Get out the microscope, because we’re going through this poem line-by-line.

Line 21

suffering Eastern sweats and Tangerian bone-grindings and migraines of China under junk-withdrawal in Newark's bleak furnished room,

  • We're still trying to figure out where these folks went.
  • Maybe they have gone East, that is, to Asia. Or perhaps Tangiers, in northern Morocco.
  • Or maybe just Newark, New Jersey, where they suffer from "junk-withdrawal," a painful condition caused by suddenly stopping drug use. Once again, the New Jersey option seems most likely, though Ginsberg wants to suggest that the physical ailments suffered by people who quit using drugs are a form of world travel.

Line 22

who wandered around and around at midnight in the railroad yard wondering where to go, and went, leaving no broken hearts,

  • They seem to have a lot of free time on their hands. Here they wandered around a railroad yard and then left without anyone missing them that much.

Line 23

who lit cigarettes in boxcars boxcars boxcars racketing through snow toward lonesome farms in grandfather night,

  • The "best minds" also include homeless people who travel illegally on freight trains.
  • They smoked in several of the train's boxcars as they travel out to the countryside.
  • They may or may not have any family remaining, but the night is like their "grandfather."

Line 24

who studied Plotinus Poe St. John of the Cross telepathy and bop kabbalah because the cosmos instinctively vibrated at their feet in Kansas,

  • In some ways, these "minds" are conventionally smart. They have studied Plotinus, a philosopher who lived in the time of the Roman Empire, also Edgar Allan Poe, the 19th century American writer, and St.
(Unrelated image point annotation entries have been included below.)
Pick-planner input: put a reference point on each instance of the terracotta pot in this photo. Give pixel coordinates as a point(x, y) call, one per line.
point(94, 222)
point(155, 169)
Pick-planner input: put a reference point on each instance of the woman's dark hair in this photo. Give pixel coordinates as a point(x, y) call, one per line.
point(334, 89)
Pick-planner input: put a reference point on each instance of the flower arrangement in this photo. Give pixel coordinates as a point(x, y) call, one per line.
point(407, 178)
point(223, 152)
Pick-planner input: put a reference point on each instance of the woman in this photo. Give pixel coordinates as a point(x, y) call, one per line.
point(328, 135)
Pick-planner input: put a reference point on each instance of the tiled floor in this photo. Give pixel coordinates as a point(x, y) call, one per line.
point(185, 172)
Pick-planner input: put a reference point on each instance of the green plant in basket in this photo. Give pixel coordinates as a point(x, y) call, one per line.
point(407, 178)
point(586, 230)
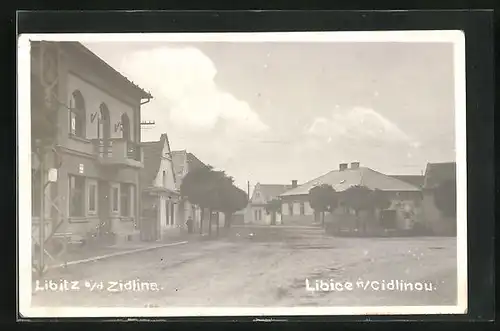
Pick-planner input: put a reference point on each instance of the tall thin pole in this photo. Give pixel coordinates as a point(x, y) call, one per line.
point(42, 212)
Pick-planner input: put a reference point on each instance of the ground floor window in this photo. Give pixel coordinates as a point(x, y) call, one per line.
point(388, 219)
point(115, 196)
point(76, 196)
point(125, 199)
point(92, 197)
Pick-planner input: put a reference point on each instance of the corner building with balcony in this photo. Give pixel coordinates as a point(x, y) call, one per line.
point(98, 135)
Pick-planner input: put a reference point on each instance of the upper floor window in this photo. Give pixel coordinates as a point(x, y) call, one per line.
point(115, 196)
point(92, 196)
point(76, 196)
point(104, 123)
point(77, 116)
point(125, 125)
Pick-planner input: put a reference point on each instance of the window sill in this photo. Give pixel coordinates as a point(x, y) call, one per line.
point(84, 140)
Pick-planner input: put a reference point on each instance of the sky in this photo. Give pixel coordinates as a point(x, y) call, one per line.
point(273, 112)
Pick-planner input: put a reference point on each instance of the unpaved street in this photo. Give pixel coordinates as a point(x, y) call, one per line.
point(269, 268)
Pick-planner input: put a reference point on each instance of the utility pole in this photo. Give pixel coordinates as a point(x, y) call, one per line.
point(41, 169)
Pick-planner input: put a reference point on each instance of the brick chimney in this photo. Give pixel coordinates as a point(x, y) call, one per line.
point(354, 165)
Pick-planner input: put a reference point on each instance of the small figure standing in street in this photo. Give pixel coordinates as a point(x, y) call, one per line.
point(189, 224)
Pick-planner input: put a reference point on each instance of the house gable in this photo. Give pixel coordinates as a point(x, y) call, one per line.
point(257, 196)
point(165, 176)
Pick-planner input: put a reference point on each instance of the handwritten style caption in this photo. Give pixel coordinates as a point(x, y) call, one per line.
point(322, 285)
point(64, 285)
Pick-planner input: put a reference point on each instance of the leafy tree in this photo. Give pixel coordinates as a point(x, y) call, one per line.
point(322, 198)
point(233, 199)
point(196, 186)
point(445, 198)
point(273, 207)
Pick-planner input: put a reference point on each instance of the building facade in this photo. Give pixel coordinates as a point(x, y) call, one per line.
point(160, 196)
point(185, 162)
point(256, 211)
point(404, 197)
point(435, 175)
point(97, 143)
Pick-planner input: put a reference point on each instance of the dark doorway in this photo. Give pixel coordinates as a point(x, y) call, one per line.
point(125, 127)
point(388, 219)
point(104, 207)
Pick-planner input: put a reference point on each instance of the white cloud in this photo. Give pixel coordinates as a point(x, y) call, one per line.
point(358, 124)
point(182, 82)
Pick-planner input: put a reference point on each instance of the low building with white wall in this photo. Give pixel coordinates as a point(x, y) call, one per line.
point(160, 197)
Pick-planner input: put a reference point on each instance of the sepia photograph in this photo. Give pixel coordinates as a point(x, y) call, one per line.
point(242, 174)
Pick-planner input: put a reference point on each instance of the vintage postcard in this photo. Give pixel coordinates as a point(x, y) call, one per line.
point(242, 174)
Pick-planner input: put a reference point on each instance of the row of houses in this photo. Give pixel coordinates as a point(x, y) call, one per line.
point(108, 181)
point(411, 197)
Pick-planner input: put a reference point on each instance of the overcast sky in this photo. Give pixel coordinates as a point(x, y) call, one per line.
point(274, 112)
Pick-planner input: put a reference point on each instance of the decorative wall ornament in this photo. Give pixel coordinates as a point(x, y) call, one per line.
point(93, 117)
point(49, 72)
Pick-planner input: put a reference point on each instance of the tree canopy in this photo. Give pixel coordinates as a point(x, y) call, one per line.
point(213, 189)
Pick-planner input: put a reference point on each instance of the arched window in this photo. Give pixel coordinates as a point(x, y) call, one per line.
point(104, 129)
point(125, 127)
point(77, 116)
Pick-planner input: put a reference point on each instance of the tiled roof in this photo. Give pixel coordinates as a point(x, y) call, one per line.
point(270, 191)
point(103, 65)
point(436, 173)
point(416, 180)
point(152, 159)
point(342, 180)
point(183, 163)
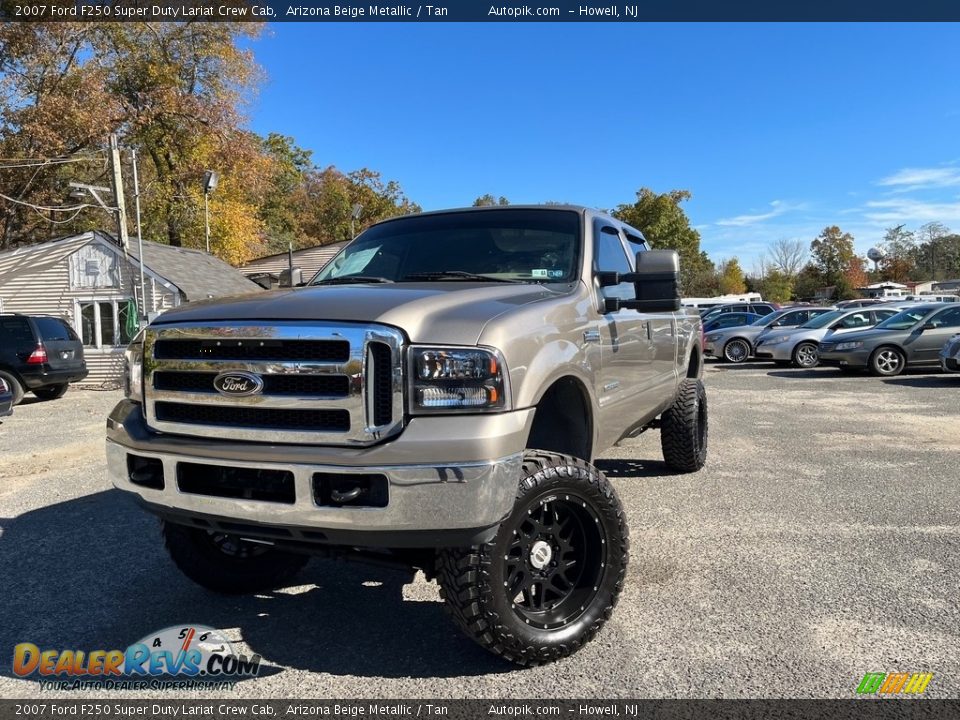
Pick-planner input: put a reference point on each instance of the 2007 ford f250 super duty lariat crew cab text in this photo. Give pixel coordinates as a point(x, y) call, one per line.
point(434, 398)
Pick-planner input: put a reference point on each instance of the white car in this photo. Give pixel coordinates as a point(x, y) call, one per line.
point(950, 354)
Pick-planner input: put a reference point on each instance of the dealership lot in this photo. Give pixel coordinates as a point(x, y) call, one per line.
point(819, 543)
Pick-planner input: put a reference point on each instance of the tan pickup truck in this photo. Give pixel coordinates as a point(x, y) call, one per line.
point(434, 398)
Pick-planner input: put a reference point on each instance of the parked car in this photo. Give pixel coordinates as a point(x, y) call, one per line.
point(754, 307)
point(736, 344)
point(6, 399)
point(801, 346)
point(725, 320)
point(913, 336)
point(39, 354)
point(950, 354)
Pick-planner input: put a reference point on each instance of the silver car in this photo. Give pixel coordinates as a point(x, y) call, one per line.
point(950, 354)
point(736, 344)
point(800, 346)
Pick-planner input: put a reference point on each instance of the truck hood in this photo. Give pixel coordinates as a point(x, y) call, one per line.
point(436, 312)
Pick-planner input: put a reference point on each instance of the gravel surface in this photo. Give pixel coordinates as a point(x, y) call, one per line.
point(819, 543)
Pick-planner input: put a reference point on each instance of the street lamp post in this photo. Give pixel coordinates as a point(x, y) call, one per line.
point(210, 179)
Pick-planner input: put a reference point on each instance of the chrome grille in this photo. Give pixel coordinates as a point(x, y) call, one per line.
point(323, 383)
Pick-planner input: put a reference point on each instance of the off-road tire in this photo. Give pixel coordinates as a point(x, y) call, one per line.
point(736, 351)
point(887, 361)
point(801, 356)
point(15, 387)
point(196, 553)
point(51, 392)
point(472, 580)
point(683, 428)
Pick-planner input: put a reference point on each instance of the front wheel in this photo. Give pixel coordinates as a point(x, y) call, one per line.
point(887, 361)
point(736, 351)
point(806, 355)
point(227, 563)
point(51, 392)
point(548, 581)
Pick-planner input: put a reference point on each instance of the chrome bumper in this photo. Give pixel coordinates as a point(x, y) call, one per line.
point(423, 498)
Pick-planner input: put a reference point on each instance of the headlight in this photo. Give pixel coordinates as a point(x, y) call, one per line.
point(852, 345)
point(133, 371)
point(451, 379)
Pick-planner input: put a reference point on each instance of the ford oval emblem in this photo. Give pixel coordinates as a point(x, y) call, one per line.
point(238, 384)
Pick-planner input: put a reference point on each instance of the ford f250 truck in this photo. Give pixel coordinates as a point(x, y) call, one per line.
point(434, 399)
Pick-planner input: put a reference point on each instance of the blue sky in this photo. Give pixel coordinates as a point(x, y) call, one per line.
point(778, 130)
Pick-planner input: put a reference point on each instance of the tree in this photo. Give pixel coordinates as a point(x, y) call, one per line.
point(489, 200)
point(832, 253)
point(788, 256)
point(665, 225)
point(899, 261)
point(731, 279)
point(776, 286)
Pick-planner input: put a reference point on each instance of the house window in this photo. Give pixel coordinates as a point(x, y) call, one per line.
point(107, 323)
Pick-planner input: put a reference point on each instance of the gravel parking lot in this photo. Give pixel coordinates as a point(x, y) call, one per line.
point(819, 543)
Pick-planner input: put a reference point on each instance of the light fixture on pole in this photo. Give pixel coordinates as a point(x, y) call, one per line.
point(210, 179)
point(354, 216)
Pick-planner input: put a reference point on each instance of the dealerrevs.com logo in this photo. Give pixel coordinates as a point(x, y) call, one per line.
point(177, 657)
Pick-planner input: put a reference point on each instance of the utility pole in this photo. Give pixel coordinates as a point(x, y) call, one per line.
point(136, 198)
point(118, 191)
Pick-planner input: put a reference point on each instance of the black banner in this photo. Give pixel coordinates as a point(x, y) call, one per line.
point(478, 10)
point(173, 709)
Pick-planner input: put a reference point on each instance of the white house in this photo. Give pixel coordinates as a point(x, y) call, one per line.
point(90, 282)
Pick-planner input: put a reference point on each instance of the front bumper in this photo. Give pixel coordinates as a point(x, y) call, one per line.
point(434, 500)
point(780, 351)
point(846, 358)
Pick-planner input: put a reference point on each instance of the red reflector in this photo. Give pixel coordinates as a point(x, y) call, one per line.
point(38, 356)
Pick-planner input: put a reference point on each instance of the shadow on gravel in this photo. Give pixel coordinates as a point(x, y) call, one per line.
point(91, 573)
point(634, 468)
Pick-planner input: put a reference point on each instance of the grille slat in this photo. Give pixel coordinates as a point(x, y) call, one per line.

John of the Cross, a religious mystic.
  • In addition to these scholarly topics, their studies include "telepathy," or mind-reading, and "bop kabbalah," which Ginsberg just made up out of the blue by combining "bop," meaning jazz, and "kabbalah," a school of Jewish mysticism.
  • Why did they study these things? Because "the cosmos instinctively vibrated at their feet in Kansas."
  • The overall point is that they tend to be interested in dense philosophy and various forms of religious mysticism. A "mystic" is someone who hopes to achieve revelations into the ultimate nature of things.

Line 25

who loned it through the streets of Idaho seeking visionary indian angels who were visionary indian angels,

  • They traveled alone through towns in Idaho looking for "visionary Indian angels," or Native Americans with sacred powers.
  • They may or may not have been "visionary Indian angels" themselves.